Esse fluxo temporal há-de ser, portanto, em Tarkovski, o de uma «memória viva», dotada de movimento, de ritmo mesmo que a sua velocidade não seja de uma medida plenamente consciente, etc. E por isso Tarkovski acha que «o primado da montagem» - na reflexão sobre o «cinematográfico» - só pode justificar-se à luz de uma teoria simbolista. Isto é, uma teoria que suponha já um a priori (hermenêutico) do sentido, um sentido prévio a exprimir.

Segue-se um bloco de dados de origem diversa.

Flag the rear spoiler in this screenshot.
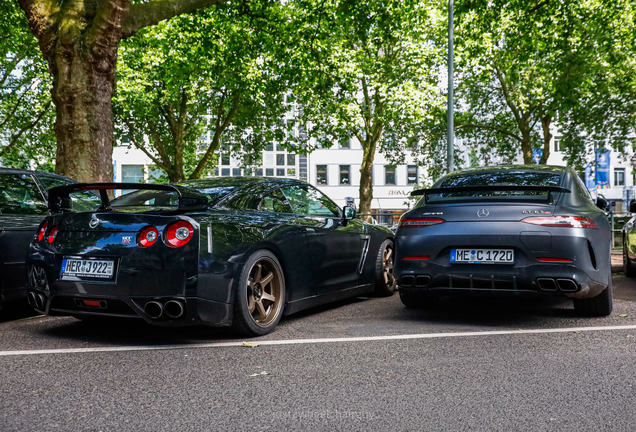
[411,185,572,197]
[48,183,208,213]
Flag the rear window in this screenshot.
[110,190,179,207]
[0,174,48,215]
[420,171,563,205]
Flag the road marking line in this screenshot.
[0,325,636,357]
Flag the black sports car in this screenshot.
[28,177,396,335]
[0,168,75,308]
[395,165,612,316]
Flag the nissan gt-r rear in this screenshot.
[394,166,612,316]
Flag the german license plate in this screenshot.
[62,258,115,279]
[451,249,515,264]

Para Tarkovski é, portanto, preciso - para sermos justos com o nosso pensamento - que não nos esqueçamos de o situar no jogo de forças em cuja (an)economia ele se forma. Portanto, o pensamento não existe por si. A ideia não se confunde com o real. Tarkovski não é platónico, nem «simbolista», na acepção de Shklovski. No pensamento se joga a dimensão de um certo inconsciente material. A imagem cinematográfica não é, por essa razão, meramente signo. A imagem-signo não lhe interessa de todo, se ela se não abrir a uma outra dimensão que, longe de ser a do linguístico, há-de ser aquela que, na sua materialidade, a descentra desse seu suposto a priori. A corporificação da ideia é, se resumida a imagem a isso que ela pressupõe, apenas uma alegoria, quando muito. Em Esculpir o Tempo, aqui incide um dos seus finca-pés, um dos seus pontos de reiterada insistência.

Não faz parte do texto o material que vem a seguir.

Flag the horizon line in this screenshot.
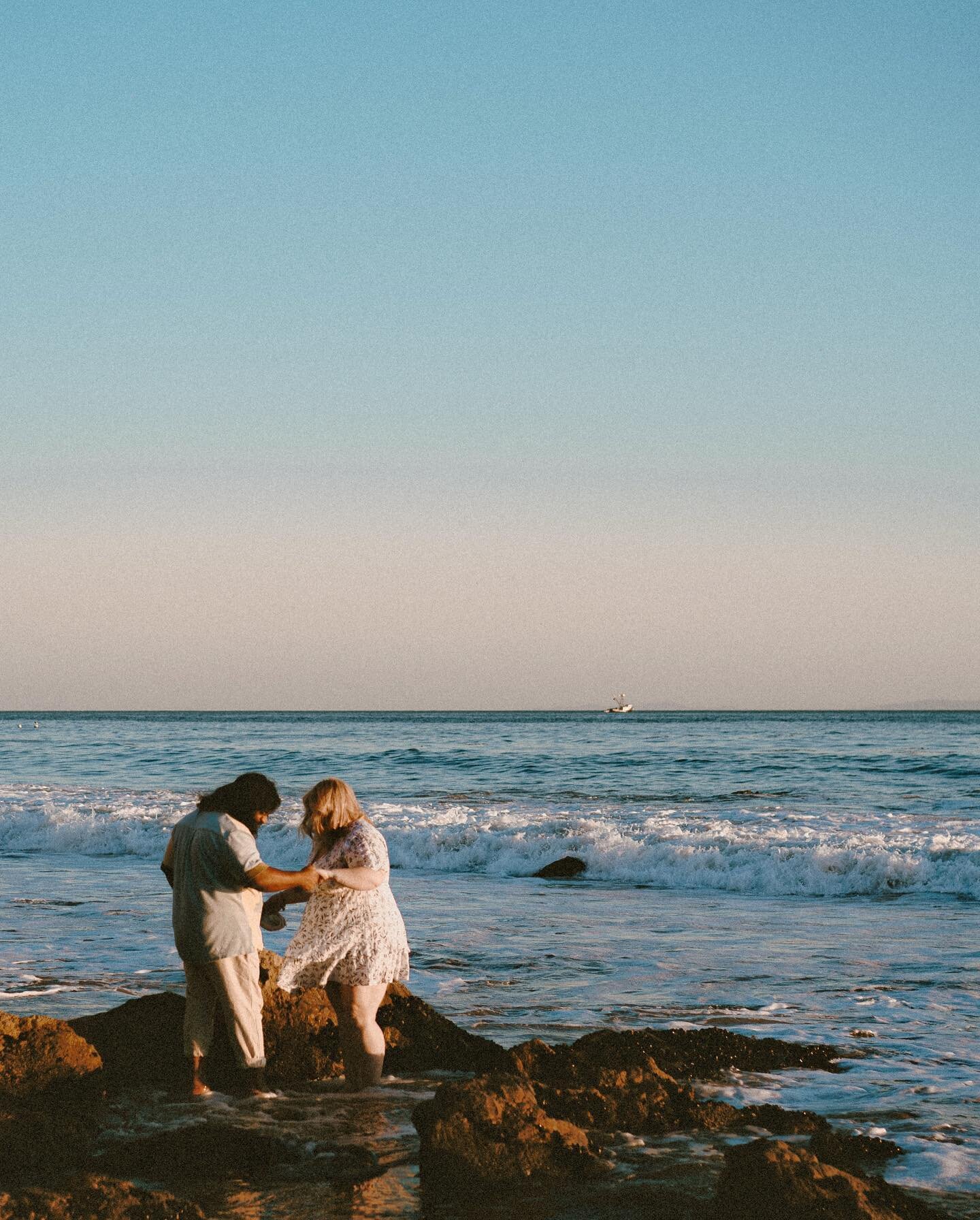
[0,699,980,718]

III: Ora, isso supõe que: a) o que se projecta no eixo sintagmático da imagem, como enunciado, é precisamente uma sua dimensão contínua, pela qual ela mergulha numa certa materialidade, que resiste à escansão, assegurada pelo sistema e produzida pela estrutura. E o contínuo é, assim, portanto, a marca de uma suspensão do limite, uma rasura parcial do signo, tal como ele funciona na linguagem articulada, o levantamento de uma interdição, a suspensão de um barramento, abertura de uma barreira, a transgressão de uma descontinuidade discursiva, de uma dissimetria e de uma anacronia.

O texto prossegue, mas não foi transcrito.